What is the LiveSpark Controller and what does it do?

The LiveSpark Controller is necessary to take input commands from DMX, MIDI or ethernet sources and translate, those commands into LiveSpark's serial data format in order to control FirePixel operation and flame height. The LiveSpark Controller also receives signals back from the FirePixels and allows the user to visualize the performance of the FirePixel system utilizing LiveSpark's Stage3D iPad app. The LiveSpark Controller includes three independent levels of emergency stop or safety shutoff:

  1. Physical single flip-down switch functioning as an E-stop (kills all power to FirePixels)
  2. A push button all-off signal
  3. An external operator presence control which can be supplied to the Controller via a “dead man's switch”, or foot pedal.

What serial data protocol do the FirePixels use?

FirePixels pass their signals using an RS422 transmission protocol — a similar protocol used by DMX light boards, though not directly compatible with DMX. DMX signals are unsuitable to be used with flame effects (as specified by NFPA160.) 

How is FirePixel serial data protocol safer than DMX?

A specific three-byte command sequence is required in order to cause FirePixels to ignite. Upon verified ignition, a separate serial data protocol is used to change flame heights. Additionally, bi-directional data is sent back from each FirePixel regarding ignition failure, obstructions, wet conditions, calibration and performance.

How can I control FirePixels with a DMX light board?

Connect the DMX light board's output signal to the DMX input on the Controller and ignite the FirePixels. The DMX light board's first channel will automatically be assigned to the first FirePixel in the daisy chain. The flame height of the FirePixel corresponds directly to the value of the DMX channel.
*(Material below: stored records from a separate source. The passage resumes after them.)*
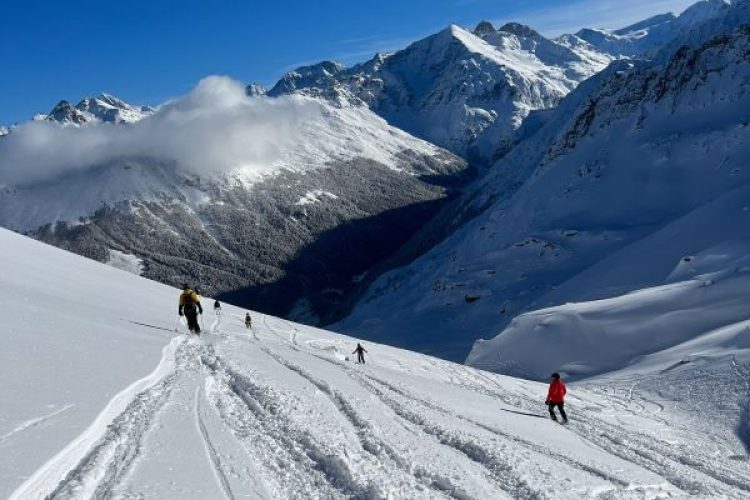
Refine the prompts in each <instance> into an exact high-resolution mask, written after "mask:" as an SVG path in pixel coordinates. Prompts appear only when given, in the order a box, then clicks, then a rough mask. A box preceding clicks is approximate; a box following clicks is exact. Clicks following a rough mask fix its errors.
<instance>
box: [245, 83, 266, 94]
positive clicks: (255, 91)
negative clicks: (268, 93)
mask: <svg viewBox="0 0 750 500" xmlns="http://www.w3.org/2000/svg"><path fill="white" fill-rule="evenodd" d="M245 92H246V93H247V95H249V96H250V97H260V96H264V95H266V93H267V92H268V91H267V90H266V88H265V87H264V86H263V85H261V84H259V83H251V84H250V85H248V86H247V87H246V88H245Z"/></svg>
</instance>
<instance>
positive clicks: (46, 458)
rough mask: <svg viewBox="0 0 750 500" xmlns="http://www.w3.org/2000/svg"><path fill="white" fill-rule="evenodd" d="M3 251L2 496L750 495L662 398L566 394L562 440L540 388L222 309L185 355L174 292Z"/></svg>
mask: <svg viewBox="0 0 750 500" xmlns="http://www.w3.org/2000/svg"><path fill="white" fill-rule="evenodd" d="M0 241H1V242H2V245H0V257H1V258H2V260H3V262H4V263H5V264H6V265H5V266H4V267H3V271H2V279H3V287H2V288H0V308H2V313H3V317H4V323H5V325H6V330H5V334H4V335H5V338H4V349H3V351H2V354H1V355H0V356H2V364H3V367H4V372H3V383H2V384H0V397H2V401H3V402H4V405H3V418H2V419H1V420H0V443H1V444H2V446H0V463H1V464H2V467H0V495H2V496H3V497H9V498H12V499H13V500H21V499H24V500H25V499H31V498H51V499H57V498H60V499H62V498H89V497H115V498H176V497H179V498H181V499H186V500H189V499H205V498H250V499H268V500H271V499H311V498H314V499H345V498H376V499H386V498H410V499H411V498H414V499H417V498H424V499H438V498H462V499H484V498H499V499H504V498H509V499H510V498H513V499H519V498H520V499H531V498H547V497H554V498H561V499H571V500H572V499H582V498H592V499H593V498H633V499H640V498H643V499H646V498H685V497H686V496H698V497H707V496H713V497H717V496H718V497H722V498H738V499H739V498H742V497H743V496H745V495H746V494H747V492H748V491H749V490H750V484H749V483H748V477H749V476H748V472H749V471H748V465H747V461H745V460H741V459H738V457H742V454H743V449H742V443H741V441H740V439H739V438H738V437H737V436H736V435H735V434H734V433H733V432H732V430H731V428H729V427H725V426H723V425H721V426H718V424H724V423H725V421H724V420H716V421H712V425H713V427H712V428H711V429H710V430H709V429H707V428H706V427H705V426H703V425H702V424H701V422H702V421H703V418H698V417H696V416H695V415H694V414H693V413H692V412H685V411H683V406H682V405H684V404H686V403H687V401H686V400H685V398H684V394H682V395H680V393H679V392H678V391H672V390H671V389H670V388H668V387H664V388H662V391H661V392H660V395H659V396H657V395H656V394H655V393H652V392H648V391H646V390H642V389H641V388H640V387H639V386H638V385H637V384H633V383H632V381H626V380H625V379H624V378H621V379H617V380H610V379H607V380H602V381H601V382H599V381H588V382H586V384H583V385H579V384H572V385H571V386H570V391H569V396H568V407H569V408H568V412H569V415H570V419H571V423H570V424H569V426H568V427H561V426H560V425H559V424H556V423H554V422H551V421H550V420H549V419H548V418H545V416H544V415H545V412H546V409H545V408H544V406H543V405H542V404H541V403H542V400H543V398H544V395H545V391H546V387H545V386H544V385H543V384H539V383H535V382H529V381H522V380H518V379H513V378H509V377H504V376H499V375H493V374H488V373H483V372H480V371H477V370H474V369H471V368H467V367H465V366H461V365H456V364H453V363H449V362H446V361H441V360H438V359H434V358H430V357H428V356H424V355H420V354H414V353H410V352H407V351H402V350H399V349H394V348H391V347H386V346H380V345H377V344H366V348H367V350H368V353H367V354H366V356H367V360H368V363H367V364H366V365H357V364H354V363H352V361H350V359H349V354H348V353H350V352H351V350H352V349H353V346H354V345H355V339H352V338H349V337H345V336H341V335H337V334H334V333H331V332H326V331H323V330H317V329H314V328H309V327H304V326H301V325H296V324H293V323H290V322H287V321H284V320H281V319H278V318H274V317H271V316H264V315H261V314H257V313H253V318H254V327H253V329H252V330H249V329H247V328H245V326H244V325H243V322H242V317H243V316H244V313H245V311H244V310H240V309H236V308H234V307H232V306H229V305H227V304H224V306H223V308H222V312H221V315H217V314H215V313H213V312H211V311H210V309H211V308H210V307H208V305H209V304H210V303H211V302H212V301H211V300H210V299H207V298H206V299H204V302H205V305H206V307H205V309H206V311H205V314H204V315H203V317H202V322H203V324H204V333H203V334H202V335H201V337H200V338H195V337H188V336H187V335H186V334H185V333H184V331H182V329H183V328H184V326H182V325H181V324H179V323H175V319H176V314H175V313H176V311H175V304H176V300H177V296H178V291H177V290H175V289H172V288H169V287H166V286H164V285H160V284H157V283H154V282H151V281H148V280H145V279H143V278H139V277H137V276H134V275H132V274H129V273H124V272H121V271H118V270H115V269H112V268H110V267H107V266H104V265H101V264H99V263H96V262H92V261H90V260H87V259H83V258H80V257H78V256H75V255H72V254H68V253H66V252H63V251H61V250H58V249H55V248H52V247H49V246H46V245H43V244H41V243H39V242H36V241H33V240H30V239H28V238H25V237H22V236H19V235H17V234H14V233H11V232H8V231H5V230H0ZM175 326H177V327H178V328H179V330H180V331H179V332H175V331H173V330H174V328H175ZM736 369H737V370H744V369H745V367H744V365H743V364H741V363H740V362H739V361H738V362H737V364H736ZM625 383H628V384H629V385H627V386H623V384H625ZM628 387H629V395H628V396H624V394H627V388H628ZM613 390H614V391H615V392H612V391H613ZM697 396H698V393H694V394H693V398H696V397H697ZM673 397H674V398H675V399H672V398H673ZM701 397H702V395H701ZM656 398H658V399H656ZM701 401H702V400H701ZM701 401H695V403H696V404H698V403H700V402H701ZM709 410H710V409H709ZM560 485H565V488H562V489H561V487H560Z"/></svg>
Moving a single fader up will control the FirePixel height upwards, and likewise, lowering a fader will lower flame height.
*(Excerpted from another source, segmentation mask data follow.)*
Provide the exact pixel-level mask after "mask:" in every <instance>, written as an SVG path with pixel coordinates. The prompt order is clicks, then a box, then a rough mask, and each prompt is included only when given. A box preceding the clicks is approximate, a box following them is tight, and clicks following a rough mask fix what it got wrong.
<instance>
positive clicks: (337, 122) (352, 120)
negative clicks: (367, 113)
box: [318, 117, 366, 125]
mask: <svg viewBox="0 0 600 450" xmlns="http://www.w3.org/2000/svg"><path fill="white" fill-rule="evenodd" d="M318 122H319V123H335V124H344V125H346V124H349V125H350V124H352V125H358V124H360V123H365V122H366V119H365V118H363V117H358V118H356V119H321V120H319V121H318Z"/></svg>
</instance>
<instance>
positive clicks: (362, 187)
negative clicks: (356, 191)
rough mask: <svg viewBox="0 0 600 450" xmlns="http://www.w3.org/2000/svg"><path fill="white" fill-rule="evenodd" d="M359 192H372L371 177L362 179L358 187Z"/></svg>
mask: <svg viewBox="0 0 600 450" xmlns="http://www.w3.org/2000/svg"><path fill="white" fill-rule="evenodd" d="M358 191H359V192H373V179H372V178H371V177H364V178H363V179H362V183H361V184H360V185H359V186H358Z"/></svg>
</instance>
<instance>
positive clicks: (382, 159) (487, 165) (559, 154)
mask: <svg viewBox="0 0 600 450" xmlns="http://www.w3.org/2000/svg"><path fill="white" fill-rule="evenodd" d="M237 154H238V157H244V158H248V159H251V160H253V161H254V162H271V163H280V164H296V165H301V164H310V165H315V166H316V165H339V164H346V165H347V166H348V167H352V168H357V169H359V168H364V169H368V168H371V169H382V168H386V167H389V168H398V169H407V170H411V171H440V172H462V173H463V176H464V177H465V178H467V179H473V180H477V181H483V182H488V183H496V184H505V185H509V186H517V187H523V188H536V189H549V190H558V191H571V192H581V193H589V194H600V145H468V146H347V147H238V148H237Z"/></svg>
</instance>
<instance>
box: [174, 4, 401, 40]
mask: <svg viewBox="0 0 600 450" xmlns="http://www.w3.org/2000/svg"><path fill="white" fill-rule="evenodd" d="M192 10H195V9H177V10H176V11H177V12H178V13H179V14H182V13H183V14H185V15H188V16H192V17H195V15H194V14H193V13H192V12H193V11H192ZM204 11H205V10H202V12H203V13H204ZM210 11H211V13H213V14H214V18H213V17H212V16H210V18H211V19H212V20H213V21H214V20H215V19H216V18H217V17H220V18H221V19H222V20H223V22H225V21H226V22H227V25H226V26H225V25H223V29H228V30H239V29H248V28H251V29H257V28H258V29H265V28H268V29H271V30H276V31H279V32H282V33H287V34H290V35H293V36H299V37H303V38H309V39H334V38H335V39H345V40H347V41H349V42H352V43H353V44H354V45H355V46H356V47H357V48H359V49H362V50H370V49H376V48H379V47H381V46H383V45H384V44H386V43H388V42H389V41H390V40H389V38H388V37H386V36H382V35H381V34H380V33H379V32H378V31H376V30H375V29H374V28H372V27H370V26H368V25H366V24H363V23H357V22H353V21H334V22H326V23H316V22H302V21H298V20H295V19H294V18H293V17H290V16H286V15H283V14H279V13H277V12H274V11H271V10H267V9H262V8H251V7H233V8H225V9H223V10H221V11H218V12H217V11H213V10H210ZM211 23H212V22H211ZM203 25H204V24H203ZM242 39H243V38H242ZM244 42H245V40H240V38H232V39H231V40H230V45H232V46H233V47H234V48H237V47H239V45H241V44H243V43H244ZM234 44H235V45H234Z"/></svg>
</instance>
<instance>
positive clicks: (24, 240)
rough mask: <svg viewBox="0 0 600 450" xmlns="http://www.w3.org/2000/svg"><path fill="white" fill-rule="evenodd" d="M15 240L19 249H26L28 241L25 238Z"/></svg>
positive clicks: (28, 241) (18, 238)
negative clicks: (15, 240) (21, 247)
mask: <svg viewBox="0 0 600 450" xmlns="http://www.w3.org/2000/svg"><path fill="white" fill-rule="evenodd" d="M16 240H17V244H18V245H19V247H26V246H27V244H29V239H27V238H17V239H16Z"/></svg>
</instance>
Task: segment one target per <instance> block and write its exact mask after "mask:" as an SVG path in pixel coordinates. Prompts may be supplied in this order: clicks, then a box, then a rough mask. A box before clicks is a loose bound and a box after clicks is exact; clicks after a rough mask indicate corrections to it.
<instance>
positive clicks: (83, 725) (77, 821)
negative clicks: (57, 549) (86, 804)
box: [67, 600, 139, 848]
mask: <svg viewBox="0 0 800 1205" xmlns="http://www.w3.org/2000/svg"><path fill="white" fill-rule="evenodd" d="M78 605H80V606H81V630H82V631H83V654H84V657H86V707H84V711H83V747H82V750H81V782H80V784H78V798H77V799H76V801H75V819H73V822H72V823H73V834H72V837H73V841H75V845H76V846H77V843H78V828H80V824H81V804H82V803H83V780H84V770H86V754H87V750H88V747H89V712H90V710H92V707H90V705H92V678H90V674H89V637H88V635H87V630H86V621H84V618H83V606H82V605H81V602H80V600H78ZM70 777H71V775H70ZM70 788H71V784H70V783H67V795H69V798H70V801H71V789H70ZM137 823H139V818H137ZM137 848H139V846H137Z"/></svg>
Can I operate FirePixels using a MIDI device?

FirePixel flame height can be set by connecting a standard MIDI device such as controller, keyboard, guitar, drum triggers or any other device that outputs a standard MIDI signal. The MIDI note that is designated as zero corresponds (MIDI C-2) controls the first FirePixel addressed in the daisy chain. The MIDI velocity for a given note sets the addressed FirePixel’s flame height.
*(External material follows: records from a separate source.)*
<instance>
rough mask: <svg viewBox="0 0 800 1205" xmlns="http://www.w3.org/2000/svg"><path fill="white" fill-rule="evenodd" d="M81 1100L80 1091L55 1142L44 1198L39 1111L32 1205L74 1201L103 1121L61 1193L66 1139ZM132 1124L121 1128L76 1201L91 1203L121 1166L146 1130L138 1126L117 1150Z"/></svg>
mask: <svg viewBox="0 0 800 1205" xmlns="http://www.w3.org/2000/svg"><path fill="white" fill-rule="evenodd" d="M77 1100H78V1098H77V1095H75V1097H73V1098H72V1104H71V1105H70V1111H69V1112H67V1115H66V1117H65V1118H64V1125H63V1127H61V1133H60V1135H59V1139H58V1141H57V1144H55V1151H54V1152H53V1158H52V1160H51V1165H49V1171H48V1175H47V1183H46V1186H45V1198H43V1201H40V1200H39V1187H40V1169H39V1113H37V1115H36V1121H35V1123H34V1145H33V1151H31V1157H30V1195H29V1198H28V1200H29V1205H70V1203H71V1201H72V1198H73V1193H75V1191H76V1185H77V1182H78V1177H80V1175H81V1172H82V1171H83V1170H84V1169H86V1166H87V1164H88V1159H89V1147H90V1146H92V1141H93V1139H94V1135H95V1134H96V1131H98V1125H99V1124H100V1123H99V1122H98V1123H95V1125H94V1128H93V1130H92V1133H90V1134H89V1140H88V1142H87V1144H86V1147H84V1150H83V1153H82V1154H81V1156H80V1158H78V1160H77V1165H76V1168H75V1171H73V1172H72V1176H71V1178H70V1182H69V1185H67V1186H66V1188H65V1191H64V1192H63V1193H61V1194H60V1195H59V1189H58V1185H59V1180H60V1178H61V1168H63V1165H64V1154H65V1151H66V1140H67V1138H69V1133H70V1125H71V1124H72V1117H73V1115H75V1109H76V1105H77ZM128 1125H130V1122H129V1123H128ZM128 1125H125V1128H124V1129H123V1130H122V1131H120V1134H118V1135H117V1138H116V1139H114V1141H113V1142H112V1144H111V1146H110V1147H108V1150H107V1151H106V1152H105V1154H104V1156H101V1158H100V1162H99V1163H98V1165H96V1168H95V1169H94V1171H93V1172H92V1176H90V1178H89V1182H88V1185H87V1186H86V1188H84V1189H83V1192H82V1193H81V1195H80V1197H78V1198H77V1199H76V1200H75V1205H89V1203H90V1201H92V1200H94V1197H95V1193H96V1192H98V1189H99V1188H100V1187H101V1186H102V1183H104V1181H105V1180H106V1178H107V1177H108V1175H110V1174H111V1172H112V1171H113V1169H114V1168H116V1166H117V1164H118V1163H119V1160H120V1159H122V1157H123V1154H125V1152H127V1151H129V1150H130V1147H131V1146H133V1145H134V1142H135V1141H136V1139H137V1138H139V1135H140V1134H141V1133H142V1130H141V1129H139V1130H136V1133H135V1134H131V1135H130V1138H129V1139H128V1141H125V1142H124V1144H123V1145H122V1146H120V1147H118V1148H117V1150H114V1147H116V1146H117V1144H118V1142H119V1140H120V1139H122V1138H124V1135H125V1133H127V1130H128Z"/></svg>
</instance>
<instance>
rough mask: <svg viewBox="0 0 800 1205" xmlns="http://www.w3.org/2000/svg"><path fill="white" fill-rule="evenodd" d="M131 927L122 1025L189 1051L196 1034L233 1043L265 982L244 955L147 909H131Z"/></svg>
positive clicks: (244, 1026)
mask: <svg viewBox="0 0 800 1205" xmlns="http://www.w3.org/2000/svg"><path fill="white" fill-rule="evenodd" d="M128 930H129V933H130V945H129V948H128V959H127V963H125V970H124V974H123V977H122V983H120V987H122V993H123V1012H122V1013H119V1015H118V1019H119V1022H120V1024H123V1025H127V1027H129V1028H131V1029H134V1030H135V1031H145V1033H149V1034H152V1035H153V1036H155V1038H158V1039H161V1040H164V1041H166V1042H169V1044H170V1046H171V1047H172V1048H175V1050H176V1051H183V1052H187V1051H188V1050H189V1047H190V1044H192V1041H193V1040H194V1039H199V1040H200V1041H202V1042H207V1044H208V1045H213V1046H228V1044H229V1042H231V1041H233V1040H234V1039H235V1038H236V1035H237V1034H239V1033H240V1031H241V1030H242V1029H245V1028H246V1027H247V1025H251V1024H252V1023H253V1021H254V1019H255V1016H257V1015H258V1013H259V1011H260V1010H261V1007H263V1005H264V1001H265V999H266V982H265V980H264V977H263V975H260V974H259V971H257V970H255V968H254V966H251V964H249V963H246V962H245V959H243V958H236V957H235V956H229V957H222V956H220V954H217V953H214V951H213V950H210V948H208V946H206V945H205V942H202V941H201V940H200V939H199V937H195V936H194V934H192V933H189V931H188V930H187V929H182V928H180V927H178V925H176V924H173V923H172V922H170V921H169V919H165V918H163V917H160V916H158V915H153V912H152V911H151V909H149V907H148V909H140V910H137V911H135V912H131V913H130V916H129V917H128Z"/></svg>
Can I control FirePixels using Ableton Live?

LiveSpark has produced a free plugin for Ableton Live DJ software. Only the Ableton Live 9 Suite   product version supports the LiveSpark plugin, which use “Max for Live”. When the FirePixel plugin is dragged and dropped into the device view in an Ableton Live set, MIDI tracks that have that device attached will output signals over ethernet to the LiveSpark Controller. No additional IP configuration is required. See Ableton Live plugin user manual for more info.

Tell me about the electrical components.

FirePixels operate at 18-24 volts DC. Each FirePixel accepts one female (input) and one male (output) connected by 18 gauge stranded copper wire capable of conducting six amps. Each cable contains of two wires for data and two wires for power. The FirePixels are connected in a closed loop daisy chain for up to 250 FirePixels with a dedicated power supplied to no more than ten FirePixels in a single daisy chain sequence. Voltage drops occur across each FirePixel in the daisy chain and a FirePixel operating voltage is 24 volts at the power source may drop as low as 18 volts at the final FirePixel in the daisy chain.